SOLE IROFS PRESSURE MAT DID NOT FUNCTION AS DESIGNED

"During a post maintenance test of a sole IROFS (Item Relied On For Safety) in the scrap press area, it was discovered that a sole IROFS of a pressure mat did not function as designed. The pressure mat is designed to ensure operator presence. The clutch that would be disengaged when the pressure switch is not active failed to do so. The press was immediately shut down. Similar presses have also been shut down. Double contingency was maintained (Moderation and Mass).
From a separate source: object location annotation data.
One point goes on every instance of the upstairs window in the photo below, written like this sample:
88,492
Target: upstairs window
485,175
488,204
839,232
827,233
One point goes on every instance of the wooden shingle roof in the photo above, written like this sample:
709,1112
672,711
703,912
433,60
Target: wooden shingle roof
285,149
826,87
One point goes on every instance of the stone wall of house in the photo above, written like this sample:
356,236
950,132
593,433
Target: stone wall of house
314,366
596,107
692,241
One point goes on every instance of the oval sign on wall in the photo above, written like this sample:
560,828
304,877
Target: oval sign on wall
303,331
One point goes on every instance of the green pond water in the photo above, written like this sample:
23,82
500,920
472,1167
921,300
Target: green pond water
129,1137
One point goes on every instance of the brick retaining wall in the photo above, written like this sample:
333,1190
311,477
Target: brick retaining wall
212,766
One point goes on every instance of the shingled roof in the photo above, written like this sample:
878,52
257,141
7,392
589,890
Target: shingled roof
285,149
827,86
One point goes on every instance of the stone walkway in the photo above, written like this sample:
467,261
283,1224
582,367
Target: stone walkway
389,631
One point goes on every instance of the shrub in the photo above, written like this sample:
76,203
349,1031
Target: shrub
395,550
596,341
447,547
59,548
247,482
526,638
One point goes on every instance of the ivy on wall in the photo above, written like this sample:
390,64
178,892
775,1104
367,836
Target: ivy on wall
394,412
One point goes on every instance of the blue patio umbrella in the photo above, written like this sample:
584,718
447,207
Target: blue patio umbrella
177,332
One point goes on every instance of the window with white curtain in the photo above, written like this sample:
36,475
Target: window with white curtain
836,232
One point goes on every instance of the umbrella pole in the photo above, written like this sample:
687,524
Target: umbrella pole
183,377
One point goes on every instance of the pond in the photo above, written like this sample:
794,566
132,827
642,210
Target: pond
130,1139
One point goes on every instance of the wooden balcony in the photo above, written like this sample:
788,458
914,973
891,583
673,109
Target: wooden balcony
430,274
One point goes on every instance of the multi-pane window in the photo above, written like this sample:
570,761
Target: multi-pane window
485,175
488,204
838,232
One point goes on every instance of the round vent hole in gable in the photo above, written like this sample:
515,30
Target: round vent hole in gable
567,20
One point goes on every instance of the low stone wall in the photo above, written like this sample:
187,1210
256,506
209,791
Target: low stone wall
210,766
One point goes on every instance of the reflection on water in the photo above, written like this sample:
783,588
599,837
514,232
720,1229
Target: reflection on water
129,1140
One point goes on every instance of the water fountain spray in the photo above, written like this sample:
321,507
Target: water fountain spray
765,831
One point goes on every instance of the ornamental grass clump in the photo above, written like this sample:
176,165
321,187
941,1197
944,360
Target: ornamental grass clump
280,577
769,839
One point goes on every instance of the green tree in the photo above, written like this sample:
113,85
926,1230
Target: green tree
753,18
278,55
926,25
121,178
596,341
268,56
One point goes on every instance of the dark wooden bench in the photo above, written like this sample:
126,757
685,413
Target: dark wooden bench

The sole IROFS is designed for prevention of a fire scenario. At no time was an unsafe condition present."

There were no radiological or chemical hazards resulting from this event. The licensee is conducting an investigation to determine the cause of the failure.

The licensee has notified NRC R2 Inspectors and State and Local Agencies.